Room: Karl Dean Ballroom C
Purpose: To train a deep neural network to autosegment and longitudinally track lung tumor volume changes in response to stereotactic body radiation therapy (SBRT) from magnetic resonance images (MRI) using limited MRI datasets.
Methods: We developed an innovative deep learning approach to automatically segment and track lung tumor volumes from MRI that (i) employs unsupervised cross-domain adaptation to synthesize large number of MRI from CT images of unrelated patients, and (ii) combines the synthesized MRI with a small number of real MRI using semi-supervised learning to generate tumor segmentation from MRI. We introduced a novel tumor-aware loss for unsupervised cross-domain adaptation that helps to preserve tumors on synthesized MRIs from CT that would otherwise be lost when using state-of-the art domain adaptation networks. We used labeled CT images from 377 patients with non-small cell lung cancer obtained from the Cancer Imaging Archive with unlabeled T2w MRIs from 6 patients scanned before and during treatment (n=36) at our institution for synthesizing MRI. Semi-supervised tumor segmentation was trained using six labeled pre-treatment T2w MRI and the synthesized MRI.
Results: State-of-the art cycle GAN produced the best accuracy of 0.66 ± 0.16 using Dice Score Coefficient (DSC) and 11.91 ± 4.44mm Hausdorff distance (HD95) while our method produced the best accuracy of 0.80 ± 0.08 of DSC and 7.14 ± 4.52 of HD95 on validation. Our method showed no difference from manual delineation (p = 0.25) for longitudinally tracking tumor volume changes in patients imaged during treatment with radiation therapy.

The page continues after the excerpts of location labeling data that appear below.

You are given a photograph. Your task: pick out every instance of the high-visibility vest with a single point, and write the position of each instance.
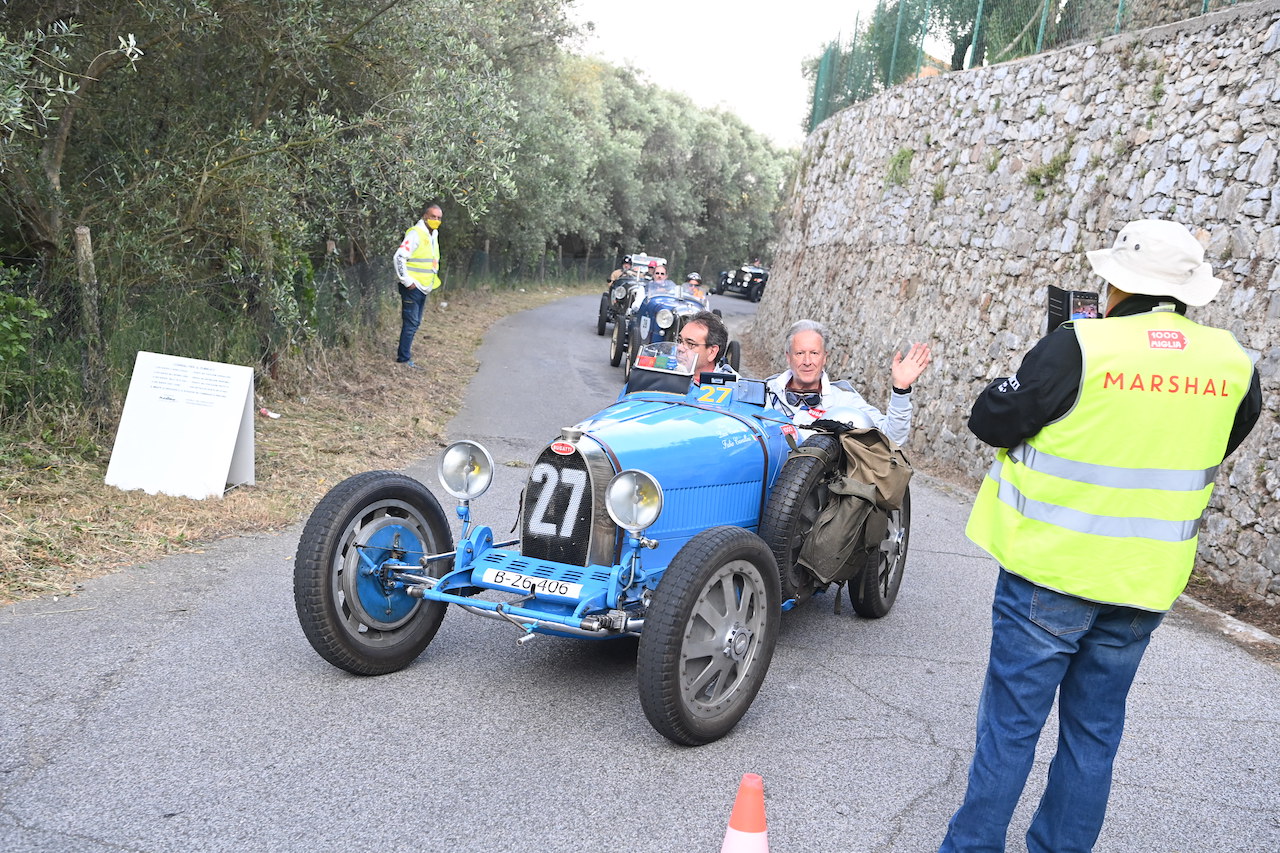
(1105, 503)
(424, 263)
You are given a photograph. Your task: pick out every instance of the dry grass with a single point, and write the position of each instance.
(60, 524)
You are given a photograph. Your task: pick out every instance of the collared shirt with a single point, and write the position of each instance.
(894, 422)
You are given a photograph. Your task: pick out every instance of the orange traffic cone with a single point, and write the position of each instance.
(746, 833)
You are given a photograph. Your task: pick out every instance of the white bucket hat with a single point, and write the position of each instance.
(1157, 258)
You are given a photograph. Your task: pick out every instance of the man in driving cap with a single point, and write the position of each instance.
(1110, 438)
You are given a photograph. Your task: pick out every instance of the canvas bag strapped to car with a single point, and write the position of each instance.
(876, 475)
(835, 541)
(873, 457)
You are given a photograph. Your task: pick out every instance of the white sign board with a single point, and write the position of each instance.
(187, 428)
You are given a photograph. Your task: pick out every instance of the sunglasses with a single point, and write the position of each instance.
(804, 398)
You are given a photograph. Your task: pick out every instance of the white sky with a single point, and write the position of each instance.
(743, 56)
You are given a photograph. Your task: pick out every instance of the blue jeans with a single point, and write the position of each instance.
(1043, 642)
(411, 316)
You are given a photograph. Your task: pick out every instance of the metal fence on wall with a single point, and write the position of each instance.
(910, 39)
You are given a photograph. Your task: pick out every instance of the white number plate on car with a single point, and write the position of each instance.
(528, 583)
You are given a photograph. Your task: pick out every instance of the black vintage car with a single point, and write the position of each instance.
(746, 279)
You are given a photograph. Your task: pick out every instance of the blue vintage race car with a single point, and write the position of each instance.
(666, 516)
(656, 314)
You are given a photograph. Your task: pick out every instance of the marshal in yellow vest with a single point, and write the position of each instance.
(1105, 503)
(424, 264)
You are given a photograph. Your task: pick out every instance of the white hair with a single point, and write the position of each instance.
(807, 325)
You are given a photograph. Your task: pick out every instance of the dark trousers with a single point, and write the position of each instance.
(411, 316)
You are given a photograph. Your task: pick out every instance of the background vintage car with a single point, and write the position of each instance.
(643, 520)
(658, 314)
(615, 297)
(748, 281)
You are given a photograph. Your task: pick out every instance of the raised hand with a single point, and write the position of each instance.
(908, 369)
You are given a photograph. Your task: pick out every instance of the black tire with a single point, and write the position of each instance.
(734, 354)
(876, 591)
(799, 495)
(632, 354)
(620, 329)
(709, 635)
(602, 320)
(366, 515)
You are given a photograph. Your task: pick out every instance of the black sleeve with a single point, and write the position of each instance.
(1247, 415)
(1043, 389)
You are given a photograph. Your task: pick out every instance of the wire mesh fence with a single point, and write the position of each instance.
(910, 39)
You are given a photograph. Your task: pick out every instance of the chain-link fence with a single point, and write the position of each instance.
(912, 39)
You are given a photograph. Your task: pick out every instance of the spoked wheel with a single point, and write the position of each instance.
(798, 498)
(709, 635)
(602, 320)
(734, 354)
(620, 331)
(360, 533)
(873, 594)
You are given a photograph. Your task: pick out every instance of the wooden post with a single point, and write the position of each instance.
(92, 365)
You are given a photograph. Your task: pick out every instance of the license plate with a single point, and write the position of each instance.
(526, 583)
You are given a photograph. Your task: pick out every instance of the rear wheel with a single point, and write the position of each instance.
(351, 609)
(620, 328)
(632, 354)
(709, 635)
(796, 500)
(874, 592)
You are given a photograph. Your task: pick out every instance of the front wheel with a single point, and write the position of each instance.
(876, 591)
(602, 319)
(351, 609)
(709, 635)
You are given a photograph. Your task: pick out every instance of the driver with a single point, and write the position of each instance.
(705, 336)
(805, 389)
(694, 282)
(622, 270)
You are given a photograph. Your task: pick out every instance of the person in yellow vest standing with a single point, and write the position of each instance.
(417, 267)
(1110, 438)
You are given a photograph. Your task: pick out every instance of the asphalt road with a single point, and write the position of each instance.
(176, 706)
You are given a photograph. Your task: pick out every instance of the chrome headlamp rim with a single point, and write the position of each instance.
(465, 469)
(634, 500)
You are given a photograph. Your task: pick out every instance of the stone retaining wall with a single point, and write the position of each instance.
(941, 210)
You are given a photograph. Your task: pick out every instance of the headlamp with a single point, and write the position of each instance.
(634, 500)
(465, 470)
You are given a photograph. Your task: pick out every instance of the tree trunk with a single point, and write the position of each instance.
(92, 365)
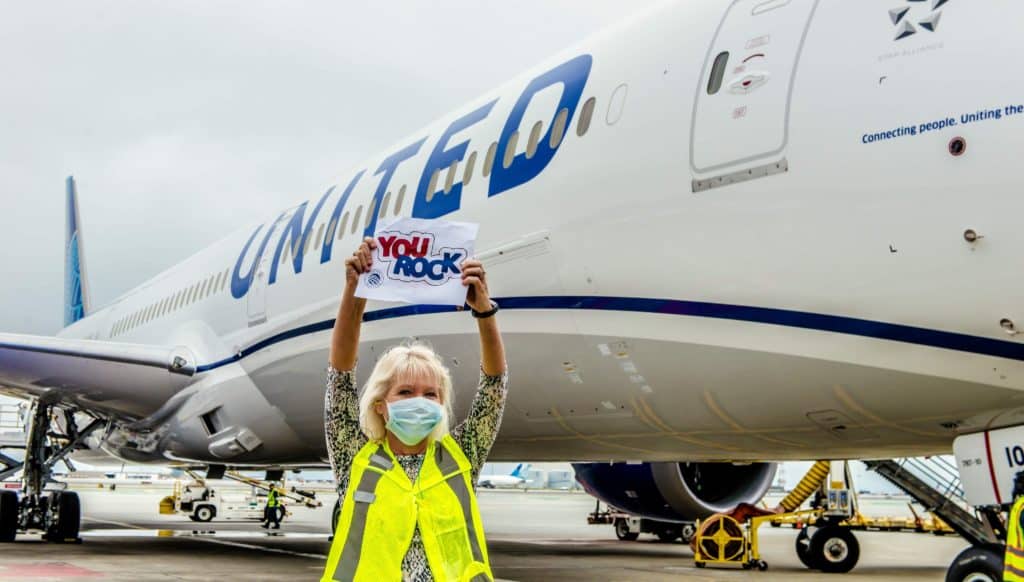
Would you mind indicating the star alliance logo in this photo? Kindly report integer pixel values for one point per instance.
(903, 17)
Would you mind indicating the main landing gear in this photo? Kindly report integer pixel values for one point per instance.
(830, 548)
(40, 506)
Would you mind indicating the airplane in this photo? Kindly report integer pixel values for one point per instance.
(514, 479)
(722, 235)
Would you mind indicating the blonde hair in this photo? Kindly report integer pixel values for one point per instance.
(404, 360)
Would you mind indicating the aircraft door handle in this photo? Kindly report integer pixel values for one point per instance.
(748, 83)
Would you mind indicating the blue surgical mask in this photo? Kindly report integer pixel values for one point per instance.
(412, 419)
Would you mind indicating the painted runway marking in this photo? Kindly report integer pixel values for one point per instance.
(205, 537)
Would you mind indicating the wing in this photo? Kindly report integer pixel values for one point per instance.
(116, 379)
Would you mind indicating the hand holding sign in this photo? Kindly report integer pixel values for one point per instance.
(420, 261)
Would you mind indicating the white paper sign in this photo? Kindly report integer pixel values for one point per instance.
(419, 261)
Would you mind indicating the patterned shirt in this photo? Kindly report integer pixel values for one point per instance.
(475, 435)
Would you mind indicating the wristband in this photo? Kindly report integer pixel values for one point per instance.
(484, 315)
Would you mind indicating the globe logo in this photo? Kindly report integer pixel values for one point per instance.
(374, 280)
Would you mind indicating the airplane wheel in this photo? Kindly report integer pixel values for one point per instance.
(8, 515)
(977, 565)
(67, 516)
(204, 513)
(804, 549)
(623, 531)
(335, 515)
(687, 532)
(668, 535)
(835, 549)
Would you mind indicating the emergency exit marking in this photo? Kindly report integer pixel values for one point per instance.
(1015, 456)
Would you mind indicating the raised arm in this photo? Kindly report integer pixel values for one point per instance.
(477, 433)
(478, 298)
(341, 406)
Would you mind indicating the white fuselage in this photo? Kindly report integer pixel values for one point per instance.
(834, 309)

Conclusion: We introduced an adversarial domain adaptation approach using a structure-specific or tumor-aware loss for generating tumor segmentation from MRI despite extremely limited data by combining information from unrelated CT images. Our approach surpassed state-of-the art methods in performance and preliminary results suggest feasibility to automatically track tumor volumes during treatment with radiotherapy.
Funding Support, Disclosures, and Conflict of Interest: This work was supported by Varian Medical Systems.